Page: DesignArticle.Article200905120244PM - Last Modified : Tue, 18 Dec 12 - 2210 Visits

Author : Eric Pietrocupo

I played a lot of strategy video games when I was young and when I tried to design some of these games myself, it was really easier and there was much less play testing to do since they were loose strategy games and most mechanics consisted in placing numbers in an math formula. There was no components to deal with.

When playing more board games, I realized that many games were really strict and that one little move can make you loose the whole game. Which is totally the opposite of loose strategy games.

Loose strategy games

As opposed to tight strategy games, loose strategy games is first a game where a single bad move cannot make you lose the game. A series of bad moves can. The first game that comes to my mind is the "conflict" video game. Which could be comparable today to "Advanced wars".

In these games, if you make a bad move, let say you lose a tank, you still have a way to recover from your action. But don't repeat that too often.

The problem with loose strategy games is that they take more times to play because there is a lot of actions to do that each of them has little dramatic effects compared to tight strategy games that have few actions with dramatic effect.

But that does not mean they are shorter to play. In fact tight strategy games will demand much more thinking before doing your move, which creates more analysis paralysis, with almost no possibility to change your mind if you made a bad decision. While in a loose strategy game you will make many small move that does not require much thinking and as you see the game evolves, you still have a lot of maneuvering possible to change your plan. It's like if instead of thinking it all in your head, you can see in slowly evolve and change course if it looks bad.

Loose strategy games are much more immersive because they rely more on feeling and common sense rather than optimal calculated solution. For example: "I want to kill you with that dragon. He wants his revenge". While a game like chess, you generally try to find the optimal solution to win.

Player's impact on the game

Both loose and tight strategies have their extremes which brings me to talk about the players influence on the game. According to your kind of game you want players to have the feeling that they are actually affecting the course of the game else they won't feel any interest to play.

In some games, like "chutes and ladders", there are zero decision to make. The die decide what happens to you. Which mean that you have almost no control over the game.

Still even if some games give you some control, the impact of your actions on the game are so minimal that you feel like you are not going anywhere.

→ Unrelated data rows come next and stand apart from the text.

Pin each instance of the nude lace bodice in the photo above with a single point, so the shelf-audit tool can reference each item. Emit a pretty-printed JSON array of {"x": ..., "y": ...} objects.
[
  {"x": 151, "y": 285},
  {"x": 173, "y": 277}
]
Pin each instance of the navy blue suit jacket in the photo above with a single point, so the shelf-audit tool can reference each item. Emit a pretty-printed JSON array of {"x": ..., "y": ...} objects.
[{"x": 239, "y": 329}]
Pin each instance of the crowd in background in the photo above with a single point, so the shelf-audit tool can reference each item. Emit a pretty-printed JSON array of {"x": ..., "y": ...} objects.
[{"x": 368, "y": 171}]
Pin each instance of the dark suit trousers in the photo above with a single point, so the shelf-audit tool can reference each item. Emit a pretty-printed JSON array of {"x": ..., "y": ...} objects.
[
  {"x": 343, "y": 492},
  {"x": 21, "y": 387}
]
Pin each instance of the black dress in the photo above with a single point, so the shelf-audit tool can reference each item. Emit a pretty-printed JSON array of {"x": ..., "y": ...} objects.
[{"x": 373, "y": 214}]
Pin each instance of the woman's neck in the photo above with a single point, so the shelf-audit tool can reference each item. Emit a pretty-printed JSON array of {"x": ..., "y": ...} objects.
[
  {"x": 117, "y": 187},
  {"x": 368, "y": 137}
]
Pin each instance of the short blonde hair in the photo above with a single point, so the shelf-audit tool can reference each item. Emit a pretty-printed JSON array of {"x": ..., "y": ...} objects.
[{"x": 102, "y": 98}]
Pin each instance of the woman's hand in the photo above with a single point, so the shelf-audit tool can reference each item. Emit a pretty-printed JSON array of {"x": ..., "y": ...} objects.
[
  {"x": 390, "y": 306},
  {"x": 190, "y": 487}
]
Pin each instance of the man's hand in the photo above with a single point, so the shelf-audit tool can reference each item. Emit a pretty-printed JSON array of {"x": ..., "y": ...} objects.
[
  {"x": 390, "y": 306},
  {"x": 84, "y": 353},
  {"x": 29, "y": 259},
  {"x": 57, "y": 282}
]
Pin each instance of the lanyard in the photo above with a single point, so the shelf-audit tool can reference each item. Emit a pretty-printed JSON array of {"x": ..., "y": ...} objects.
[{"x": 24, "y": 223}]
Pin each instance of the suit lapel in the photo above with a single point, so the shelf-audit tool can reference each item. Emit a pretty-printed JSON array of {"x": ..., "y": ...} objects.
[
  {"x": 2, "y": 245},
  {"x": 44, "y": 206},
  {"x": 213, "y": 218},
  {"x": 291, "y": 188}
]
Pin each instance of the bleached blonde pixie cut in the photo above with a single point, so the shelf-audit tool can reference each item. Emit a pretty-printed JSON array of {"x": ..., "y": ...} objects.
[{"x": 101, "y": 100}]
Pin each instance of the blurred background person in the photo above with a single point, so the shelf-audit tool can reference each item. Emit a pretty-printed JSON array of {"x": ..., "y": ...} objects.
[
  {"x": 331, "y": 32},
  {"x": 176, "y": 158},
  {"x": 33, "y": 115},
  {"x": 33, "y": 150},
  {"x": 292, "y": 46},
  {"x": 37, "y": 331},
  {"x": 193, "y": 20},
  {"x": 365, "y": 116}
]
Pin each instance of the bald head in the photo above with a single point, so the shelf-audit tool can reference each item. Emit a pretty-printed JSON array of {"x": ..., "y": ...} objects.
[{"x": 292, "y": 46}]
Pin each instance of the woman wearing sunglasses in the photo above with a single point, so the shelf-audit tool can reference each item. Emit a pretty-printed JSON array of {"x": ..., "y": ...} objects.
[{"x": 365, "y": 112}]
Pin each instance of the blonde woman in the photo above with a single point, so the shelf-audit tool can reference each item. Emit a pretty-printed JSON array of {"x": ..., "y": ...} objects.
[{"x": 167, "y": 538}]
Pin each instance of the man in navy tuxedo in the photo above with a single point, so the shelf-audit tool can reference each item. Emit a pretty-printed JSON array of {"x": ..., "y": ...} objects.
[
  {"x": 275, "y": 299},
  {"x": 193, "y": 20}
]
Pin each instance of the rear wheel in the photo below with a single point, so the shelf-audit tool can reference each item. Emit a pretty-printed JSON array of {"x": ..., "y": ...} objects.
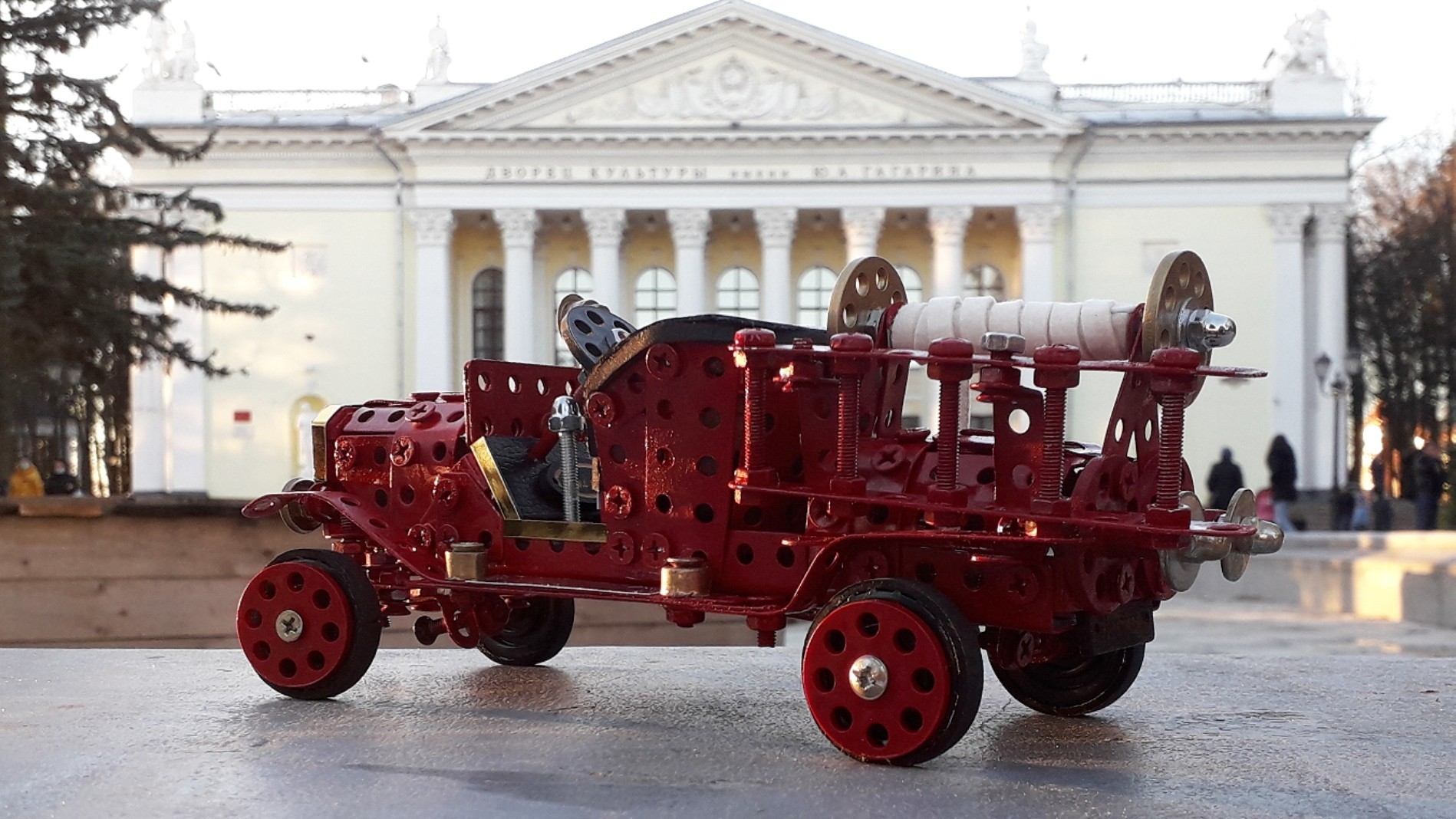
[
  {"x": 1073, "y": 687},
  {"x": 309, "y": 623},
  {"x": 535, "y": 632},
  {"x": 888, "y": 674}
]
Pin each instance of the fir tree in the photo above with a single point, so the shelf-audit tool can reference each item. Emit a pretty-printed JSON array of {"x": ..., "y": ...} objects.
[{"x": 74, "y": 316}]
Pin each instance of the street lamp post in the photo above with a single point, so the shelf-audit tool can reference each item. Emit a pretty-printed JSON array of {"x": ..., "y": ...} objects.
[{"x": 1336, "y": 389}]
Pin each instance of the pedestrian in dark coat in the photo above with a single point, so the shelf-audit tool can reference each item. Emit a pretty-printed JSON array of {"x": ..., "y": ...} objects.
[
  {"x": 1283, "y": 475},
  {"x": 1224, "y": 480},
  {"x": 1430, "y": 482}
]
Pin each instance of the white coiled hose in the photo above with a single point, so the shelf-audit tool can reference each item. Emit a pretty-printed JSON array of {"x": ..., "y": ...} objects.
[{"x": 1099, "y": 327}]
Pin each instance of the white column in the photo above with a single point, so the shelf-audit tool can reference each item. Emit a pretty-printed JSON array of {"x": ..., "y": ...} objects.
[
  {"x": 690, "y": 229},
  {"x": 434, "y": 360},
  {"x": 948, "y": 261},
  {"x": 519, "y": 236},
  {"x": 186, "y": 399},
  {"x": 776, "y": 229},
  {"x": 861, "y": 230},
  {"x": 604, "y": 230},
  {"x": 1290, "y": 374},
  {"x": 1037, "y": 222},
  {"x": 1329, "y": 277},
  {"x": 149, "y": 429}
]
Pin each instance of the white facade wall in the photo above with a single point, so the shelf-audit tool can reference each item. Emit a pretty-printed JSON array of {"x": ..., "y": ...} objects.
[{"x": 535, "y": 181}]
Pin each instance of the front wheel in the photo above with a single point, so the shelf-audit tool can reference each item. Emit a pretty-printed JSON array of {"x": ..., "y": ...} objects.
[
  {"x": 888, "y": 673},
  {"x": 309, "y": 623},
  {"x": 535, "y": 632},
  {"x": 1073, "y": 687}
]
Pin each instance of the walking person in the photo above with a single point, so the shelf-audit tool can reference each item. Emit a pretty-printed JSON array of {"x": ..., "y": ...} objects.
[
  {"x": 1283, "y": 473},
  {"x": 61, "y": 480},
  {"x": 1430, "y": 483},
  {"x": 25, "y": 480},
  {"x": 1224, "y": 480}
]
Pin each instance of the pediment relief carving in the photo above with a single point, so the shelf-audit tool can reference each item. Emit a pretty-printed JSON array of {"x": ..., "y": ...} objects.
[{"x": 728, "y": 89}]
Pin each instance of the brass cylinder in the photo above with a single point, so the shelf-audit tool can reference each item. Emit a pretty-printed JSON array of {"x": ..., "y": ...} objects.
[
  {"x": 466, "y": 562},
  {"x": 685, "y": 578}
]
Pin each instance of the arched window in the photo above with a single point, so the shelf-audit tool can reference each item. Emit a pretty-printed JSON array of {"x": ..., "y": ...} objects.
[
  {"x": 815, "y": 285},
  {"x": 568, "y": 281},
  {"x": 912, "y": 280},
  {"x": 984, "y": 280},
  {"x": 486, "y": 314},
  {"x": 739, "y": 293},
  {"x": 656, "y": 296}
]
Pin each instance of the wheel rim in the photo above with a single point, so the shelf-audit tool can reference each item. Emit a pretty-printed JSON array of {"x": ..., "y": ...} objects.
[
  {"x": 523, "y": 623},
  {"x": 877, "y": 679},
  {"x": 295, "y": 623}
]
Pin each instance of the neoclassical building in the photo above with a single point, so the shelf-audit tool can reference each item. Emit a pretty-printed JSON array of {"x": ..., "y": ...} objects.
[{"x": 728, "y": 160}]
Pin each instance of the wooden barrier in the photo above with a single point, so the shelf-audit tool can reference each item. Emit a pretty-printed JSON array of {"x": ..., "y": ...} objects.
[{"x": 170, "y": 575}]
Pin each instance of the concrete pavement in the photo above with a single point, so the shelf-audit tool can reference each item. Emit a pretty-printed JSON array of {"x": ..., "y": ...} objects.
[{"x": 703, "y": 732}]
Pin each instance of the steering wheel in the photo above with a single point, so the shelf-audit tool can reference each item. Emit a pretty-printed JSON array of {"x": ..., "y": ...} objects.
[{"x": 590, "y": 329}]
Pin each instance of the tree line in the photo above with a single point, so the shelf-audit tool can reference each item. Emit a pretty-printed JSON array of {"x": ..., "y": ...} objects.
[
  {"x": 74, "y": 314},
  {"x": 1402, "y": 298}
]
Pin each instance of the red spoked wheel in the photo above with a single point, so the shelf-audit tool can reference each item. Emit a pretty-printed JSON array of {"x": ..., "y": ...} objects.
[
  {"x": 888, "y": 674},
  {"x": 309, "y": 623}
]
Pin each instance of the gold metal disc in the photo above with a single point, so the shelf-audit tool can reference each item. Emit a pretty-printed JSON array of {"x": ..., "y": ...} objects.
[
  {"x": 865, "y": 288},
  {"x": 1180, "y": 285}
]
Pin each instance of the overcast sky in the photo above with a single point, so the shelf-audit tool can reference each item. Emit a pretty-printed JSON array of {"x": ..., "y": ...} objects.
[{"x": 1398, "y": 51}]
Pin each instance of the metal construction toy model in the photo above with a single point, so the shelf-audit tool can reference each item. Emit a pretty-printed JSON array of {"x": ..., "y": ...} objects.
[{"x": 720, "y": 465}]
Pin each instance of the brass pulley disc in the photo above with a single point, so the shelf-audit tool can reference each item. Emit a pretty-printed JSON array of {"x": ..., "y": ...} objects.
[
  {"x": 1180, "y": 287},
  {"x": 867, "y": 287},
  {"x": 1242, "y": 511}
]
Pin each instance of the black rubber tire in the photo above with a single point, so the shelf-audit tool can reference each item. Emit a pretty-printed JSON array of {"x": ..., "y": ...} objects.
[
  {"x": 957, "y": 639},
  {"x": 369, "y": 621},
  {"x": 535, "y": 632},
  {"x": 1073, "y": 689}
]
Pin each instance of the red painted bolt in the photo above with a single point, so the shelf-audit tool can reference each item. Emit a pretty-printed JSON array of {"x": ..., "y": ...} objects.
[
  {"x": 755, "y": 377},
  {"x": 1171, "y": 392},
  {"x": 1055, "y": 418},
  {"x": 849, "y": 371},
  {"x": 951, "y": 374}
]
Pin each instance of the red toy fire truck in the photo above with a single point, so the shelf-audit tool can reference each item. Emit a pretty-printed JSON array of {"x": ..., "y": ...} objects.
[{"x": 721, "y": 465}]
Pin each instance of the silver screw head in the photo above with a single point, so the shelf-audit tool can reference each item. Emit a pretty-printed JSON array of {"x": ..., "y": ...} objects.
[
  {"x": 868, "y": 677},
  {"x": 288, "y": 626}
]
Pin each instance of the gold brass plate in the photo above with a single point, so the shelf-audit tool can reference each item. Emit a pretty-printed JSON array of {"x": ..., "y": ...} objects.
[
  {"x": 492, "y": 478},
  {"x": 555, "y": 530}
]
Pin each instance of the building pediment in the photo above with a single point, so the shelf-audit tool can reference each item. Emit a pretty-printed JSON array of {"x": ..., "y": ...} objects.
[{"x": 731, "y": 66}]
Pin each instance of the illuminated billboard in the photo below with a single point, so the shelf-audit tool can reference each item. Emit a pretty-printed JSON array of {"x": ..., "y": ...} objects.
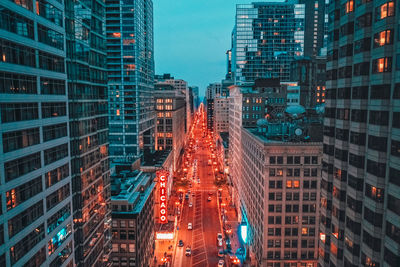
[{"x": 163, "y": 178}]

For example: There is a MOD of the civilization IV video game called "fall from heaven" in that game, I had a chance to experience a game where you actions had few impacts on iy. You have a natural resource called incense. In order to get the benefit from this incense, you must do the following:

Build a city near the incense
Develop the calendar technology to be able to build a plantation.
Build a worker
Build a plantation with that worker
Research philosophy to get the incense benefit
Build an herbalist guilt to get the incense benefit.

results: you gain +1 morale.

You must do all this work, which takes a lot of your time, to do something that is almost worthless. Galactic civilizations also had the same bug. You develop tons of technologies which gives you a few bonus here and there but again there is no dramatic effects on the game.

On the other hand, there were other civ like video games (ex: Master of magic and Master of orion) where the spell and technology you acquired gave you enough power to perform a considerable change in the power balance of the players.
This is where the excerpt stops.